Plebeia in Tezos

Plebeia is a functional storage system using Merkle Patricia tree implemented purely in OCaml. It is meant to be used for Tezos blockchain.

Here are our updates since the last article:

Optimized the storage size down to 80% since the last version, using its refactored path conversion scheme and hash-consing.
Less than 70% of the current Tezos storage size by Irmin2.

The code of Plebeia is available in GitLab. Plebeia integrated Tezos node is also available.

Some recap

Blockchain is a ledger style database where the current state of the DB is expressed as an accumulation of small commits since the initial state. Unlike the classical ledgers such as bank books, a blockchain can diverge: the state can have branches like version control systems. Trees are often used to store such data structures.

A blockchain state stored in a tree is secured by Merkle hashes attached to the nodes, whose values are defined recursively by computing hashes of the concatenation of the hashes of their sub-nodes. Only with the root Merkle hash of a tree, clients can verify the integrity of the server response about the tree trustlessly. Here, we reach to the notion of Merkle trees, a tree whose nodes are attached with Merkle hashes.

Merkle trees are very sparse and it is very inefficient to implement them via trie. Patricia tree is used instead to reduce the number of internal nodes.
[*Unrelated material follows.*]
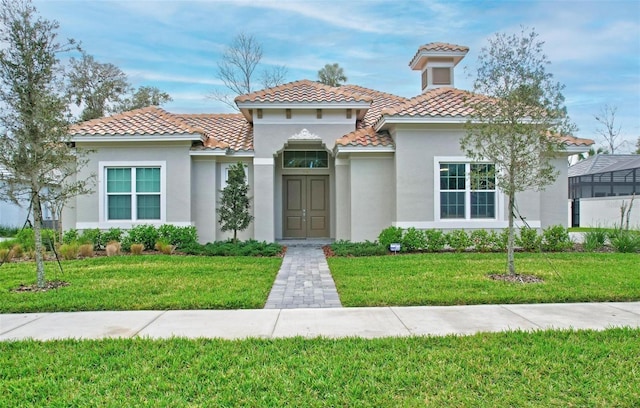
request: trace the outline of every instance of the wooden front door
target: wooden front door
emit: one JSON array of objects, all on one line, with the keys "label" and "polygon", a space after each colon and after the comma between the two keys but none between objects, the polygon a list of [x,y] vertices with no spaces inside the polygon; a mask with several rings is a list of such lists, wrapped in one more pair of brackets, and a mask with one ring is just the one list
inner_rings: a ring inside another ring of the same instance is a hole
[{"label": "wooden front door", "polygon": [[329,176],[283,176],[283,237],[329,237]]}]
Plebeia is an implementation of Merkle Patricia tree, with several optimizations:

Fixed width node data layout: Implementing a Patricia tree most trivially makes space required for its constructs unbalanced, which leads to a huge increase of unused space on disk or a complex space fitting algorithm. Arthur Breitman has proposed a nifty idea to split Patricia tree’s internal node into 2 sub-categories, Internal for branching and Extender for long path. This balances the space requirements of the node constructs and permits a simple fixed-sized “cell” management on disk without incurring a huge amount of unused disk space.
Fast Merkle hash generation for longer paths: Cryptographic hash calculation is not a cheap operation and therefore should be avoided as far as hash collision attack is impossible. We simplified the hash calculation of Extenders which is the concatenation of the hash of its sub-node and the path, which makes their hashes with variable lengths. This is inspired by the idea described by Vitalik Buterin.

Recent updates of Plebeia

SWMR

Tezos Mainnet December 2019 has introduced the external validation process. The validation process is the writer of the blockchain state. The other main process is the reader.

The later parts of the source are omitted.